Aí entra uma segunda possibilidade, insinuada num post no Twitter nesta segunda pelo chefe de gabinete de Zelenski, Andrii Iermak: “A verdadeira sabedoria é convencer o inimigo de que ele já perdeu”. A mensagem, cifrada, pode sugerir que Kiev está apenas lançando ações pontuais para atrair os russos.
Seja como for, nesta segunda-feira emergiram diversos relatos de intensificação das ações. Em mais um capítulo de sua escaramuça com a cúpula militar russa, o chefe do grupo mercenário Wagner, que tomou Bakhmut em maio, disse que Kiev recuperou uma vila a três quilômetros da cidade.
“Agora, parte do assentamento de Berkhivka já foi perdida, as tropas [russas] estão fugindo silenciosamente. Desgraça”, afirmou em mensagem gravada Ievguêni Prigojin, que como sempre culpa o ministro Serguei Choigu, da Defesa, e o chefe das operações na Ucrânia, Valeri Gerasimov, pela situação.
O notório blogueiro Igor Girkin, que foi chefe da defesa pró-russa na guerra civil iniciada em 2014 no Donbass e hoje é crítico do Kremlin, disse que os ucranianos de fato foram repelidos, mas que não é possível saber se é uma contraofensiva aberta.
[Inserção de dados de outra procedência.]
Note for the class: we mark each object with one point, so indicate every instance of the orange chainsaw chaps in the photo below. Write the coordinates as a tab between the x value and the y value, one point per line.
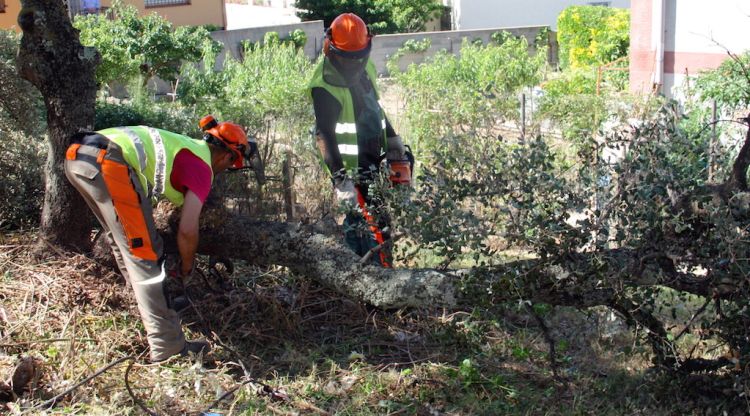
128	208
374	229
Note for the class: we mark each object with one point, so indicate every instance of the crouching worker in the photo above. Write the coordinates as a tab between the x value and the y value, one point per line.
117	171
352	132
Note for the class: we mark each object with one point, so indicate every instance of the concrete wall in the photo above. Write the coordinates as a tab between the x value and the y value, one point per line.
480	14
695	36
198	12
232	39
385	46
9	18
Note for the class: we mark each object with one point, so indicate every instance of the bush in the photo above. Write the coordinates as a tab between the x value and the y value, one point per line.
266	93
172	117
22	181
132	45
22	126
592	35
475	92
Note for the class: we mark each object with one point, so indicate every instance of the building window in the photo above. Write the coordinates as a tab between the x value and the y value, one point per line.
159	3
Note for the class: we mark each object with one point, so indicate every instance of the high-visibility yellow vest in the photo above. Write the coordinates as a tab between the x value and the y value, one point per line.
151	152
326	76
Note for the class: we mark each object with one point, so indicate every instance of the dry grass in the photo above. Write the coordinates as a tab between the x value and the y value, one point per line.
283	345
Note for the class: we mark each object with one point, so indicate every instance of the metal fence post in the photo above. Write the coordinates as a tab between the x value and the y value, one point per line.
288	185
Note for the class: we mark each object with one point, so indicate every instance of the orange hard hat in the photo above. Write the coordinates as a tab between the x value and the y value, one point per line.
348	36
228	135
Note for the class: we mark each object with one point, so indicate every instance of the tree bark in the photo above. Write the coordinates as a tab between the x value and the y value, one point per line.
52	58
308	252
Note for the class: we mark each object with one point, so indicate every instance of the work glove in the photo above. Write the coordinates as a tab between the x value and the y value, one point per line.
346	193
396	149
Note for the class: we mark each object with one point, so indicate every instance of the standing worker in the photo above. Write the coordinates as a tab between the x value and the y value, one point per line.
352	130
117	170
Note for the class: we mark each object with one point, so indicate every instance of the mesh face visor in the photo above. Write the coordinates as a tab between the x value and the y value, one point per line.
362	53
237	150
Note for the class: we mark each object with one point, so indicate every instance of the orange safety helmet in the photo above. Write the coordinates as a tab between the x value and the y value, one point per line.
226	135
348	37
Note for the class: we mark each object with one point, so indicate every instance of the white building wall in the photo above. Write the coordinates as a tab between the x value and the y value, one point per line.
484	14
698	27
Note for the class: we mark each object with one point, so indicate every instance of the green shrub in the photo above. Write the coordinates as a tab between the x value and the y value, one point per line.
22	181
149	45
167	116
592	35
474	92
298	37
22	126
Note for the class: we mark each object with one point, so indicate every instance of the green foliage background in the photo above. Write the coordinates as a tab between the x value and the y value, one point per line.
147	46
592	35
383	16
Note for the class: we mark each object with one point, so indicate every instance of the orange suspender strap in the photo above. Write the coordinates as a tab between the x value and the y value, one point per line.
72	151
373	227
128	208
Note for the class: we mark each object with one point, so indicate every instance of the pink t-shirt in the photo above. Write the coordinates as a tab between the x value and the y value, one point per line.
190	172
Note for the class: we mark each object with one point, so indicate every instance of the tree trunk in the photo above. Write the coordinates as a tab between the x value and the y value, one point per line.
325	259
52	58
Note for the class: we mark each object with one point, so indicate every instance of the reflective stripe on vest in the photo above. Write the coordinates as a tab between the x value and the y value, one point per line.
344	128
348	149
158	148
139	148
160	165
346	125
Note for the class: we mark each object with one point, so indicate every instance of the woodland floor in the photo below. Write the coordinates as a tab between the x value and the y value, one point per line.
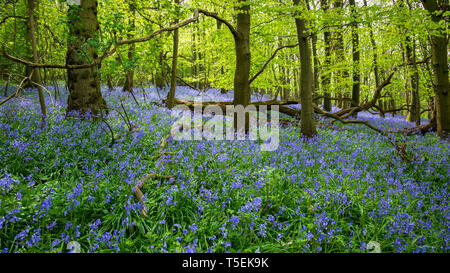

Já o chefe do batalhão de rebeldes pró-Rússia Vostok, que opera no Donbass, afirmou que os ucranianos tiveram ganhos na região de Velika Novosilka, em Donetsk, e que usaram pela primeira vez os tanques Leopard-2 doados pela Otan, a aliança militar do Ocidente.
“O inimigo está tentando romper [as linhas]. Sentido o cheiro do sucesso, ele vai jogar forças adicionais na batalha”, afirmou Alexander Khodakovski no Telegram.
A Otan disse ter equipado e treinado nove brigadas ucranianas, o equivalente a 45 mil homens, inclusive com 230 tanques novos. De acordo com o vazamento de papéis do Pentágono sobre a guerra, ao todo 12 brigadas, ou 60 mil soldados, seriam usados na contraofensiva.
Seja a contraofensiva ou apenas um teste de estresse aplicado por Kiev, a dinâmica do conflito mudou. Ela já estava se delineando com o incremento nos ataques dentro da Rússia -o presidente Vladimir Putin segue tentando minimizar a guerra como uma operação pontual, e as ações visam a contradizer isso.
Nas duas últimas semanas, houve ataques com drones a Moscou, explosões em refinarias no sul russo e um aumento nas incursões pela fronteira contra a região de Belgorodo, a principal preocupação do Kremlin neste momento. Segundo o governador local, houve combates novamente no domingo, e cidades como Chebekino sofreram 650 ataques de artilharia até a manhã desta segunda-feira.
Tudo isso ajuda a compor o cenário desenhado por Iermak, de pressão psicológica. Com efeito, no fim de semana foi divulgada uma mensagem falsa atribuída a Putin a rádios na Rússia em que o presidente declarava lei marcial e mobilização nacional. “É totalmente falso”, disse o porta-voz do Kremlin, Dmitri Peskov. Na Crimeia anexada, o vídeo divulgado por Kiev pedindo silêncio sobre a contraofensiva foi inserido por hackers em estações de TV locais.
Com tudo isso, os próximos dias deverão dissipar um pouco da névoa que sempre acompanha momentos importantes numa guerra, deixando claro o que está acontecendo. Para analistas, o objetivo mais lógico para Zelenski seria o de tentar romper a ponte terrestre estabelecida por Putin entre a Rússia e a Crimeia, que anexou em 2014 como parte da reação à derrubada de um governo pró-Kremlin em Kiev.
Isso pode ou não ser exequível. Analistas divergem sobre a capacidade de um rompimento de frente sustentado por Kiev, e o tempo corre em favor dos russos em termos numéricos.
Enquanto isso, Moscou flexiona seus músculos militares de forma coordenada, para passar uma imagem de controle ao Ocidente. Nesta segunda, foram mobilizados 11 mil marinheiros da Frota do Pacífico e 3.500 da Frota do Báltico para exercícios. No Ártico, dois bombardeiros estratégicos com capacidade nuclear Tu-95 fizeram uma patrulha de cinco horas perto da costa norueguesa.